K vs. Coq as Language Verification Frameworks (Part 3 of 3)

Posted on December 12th, 2019 by Musab Alturki, Brandon Moore

K vs Coq 3 of 3

Musab A. Alturki and Brandon Moore

This is the third and last part of the “K vs. Coq as Language Verification Frameworks” post series. After illustrating how the syntactic structures of a language are defined (Part 1), and how its semantics can be defined and tested (Part 2) in both K and Coq, we now describe how the third step in the verification workflow, which is specifying and verifying correctness properties, can be achieved. We use the same working example SUM and assume all the language definitions of IMP and SUM described in the previous parts.

Recall that the correctness property we would like to verify is that the program SUM indeed computes the summation of values from 1 through n, with n being a non-negative integer. We show the program SUM here again for easy reference:

"Our working example program SUM"
Our working example program SUM

Specifying the Correctness Property of SUM

Before verifying the property, we first need to specify precisely what the property states.

Property specification in K

Correctness properties about programs in a language defined in K can be specified as reachability rules in reachability logic of the form p /\ c => p, with p and p’ patterns in matching logic and c a side condition. Intuitively, the assertion states that an instance of p (a configuration) for which c is satisfied reaches an instance of p’ along some path (for one-path reachability) or along all paths (for all-path reachability) of execution (see this paper for more precise definitions). Note that the same K construct, namely the K rule, is used uniformly for both defining language semantics and stating reachability properties.

Since IMP is a deterministic language (i.e., any IMP program can have only one possible execution), one-path and all-path reachability coincide.

In particular, when specifying the correctness property of SUM as the reachability rule p /\ c => p :

p is a pattern that specifies initial configurations of SUM in which the <k> cell has the entire program sum to be executed and the <state> cell is empty.
p’ is a pattern that specifies final configurations in which the <k> cell is empty (the program completed its execution) and the <state> cell maps n to 0 and sum to the value (n + 1) n / 2 (i.e. sum has the expected value).
c is the condition that the initial value of n is non-negative.

In K, this reachability rule is specified using the same syntactic definitions and semantic structures defined in the K model of IMP. The rule specifying the correctness property is shown below (the requires clause specifies the side condition):

The correctness property of SUM in K

Note that the specification is symbolic: the program variable n is assigned a symbolic integer value N, which is constrained by the rule to be non-negative. The rule specifies that when the program terminates (the cell is the empty computation), the state maps sum to the value of the symbolic expression given in terms of N, the initial value of the variable n.

While the rule above defines the main correctness property of SUM in K, other more specific properties about the language and/or the program may also need to be defined and proved as lemmas before a full proof of the main property can be developed (which is typical in deductive verification methods).

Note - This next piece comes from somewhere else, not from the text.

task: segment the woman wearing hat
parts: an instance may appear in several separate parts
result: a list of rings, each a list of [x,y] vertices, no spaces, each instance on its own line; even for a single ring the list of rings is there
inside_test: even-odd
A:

For example, for SUM, a loop invariant specifying how the while loop updates the program variables in every iteration of the loop will also need to be specified (and proved). We elaborate further on the verification process in an upcoming section, but the point to keep in mind here is that all properties are specified as K rules similar in structure to the rule above.

Property Specification in Coq

To reason about IMP program execution in Coq, we first need to formalize the statement of the property that we want to verify as a reachability property. Following the language-independent approach of program verification by coinduction, we define an IMP program property as a reachability claim on program states of the form (Pgm * Env). In particular, using the coinductive proof machinery defined here, the main correctness property of SUM can be defined as the following inductive proposition (recall that the quoted strings ”n” and ”sum” are the program variables, while n is a universally quantified logical name denoting a symbolic value):

The correctness property of SUM in Coq

Spec is the general type of (language-independent) program specifications (reachability claims), instantiated here with IMP states Spec (Pgm * Env). The specification states that for all non-negative values n, the initial state pair consisting of the program SUM and the empty environment [] reaches a state having the empty program skip as its first component and an environment in its second component that maps the program variables ”n” to zero and ”sum” to the value of the expression ((n + 1) * n)/2).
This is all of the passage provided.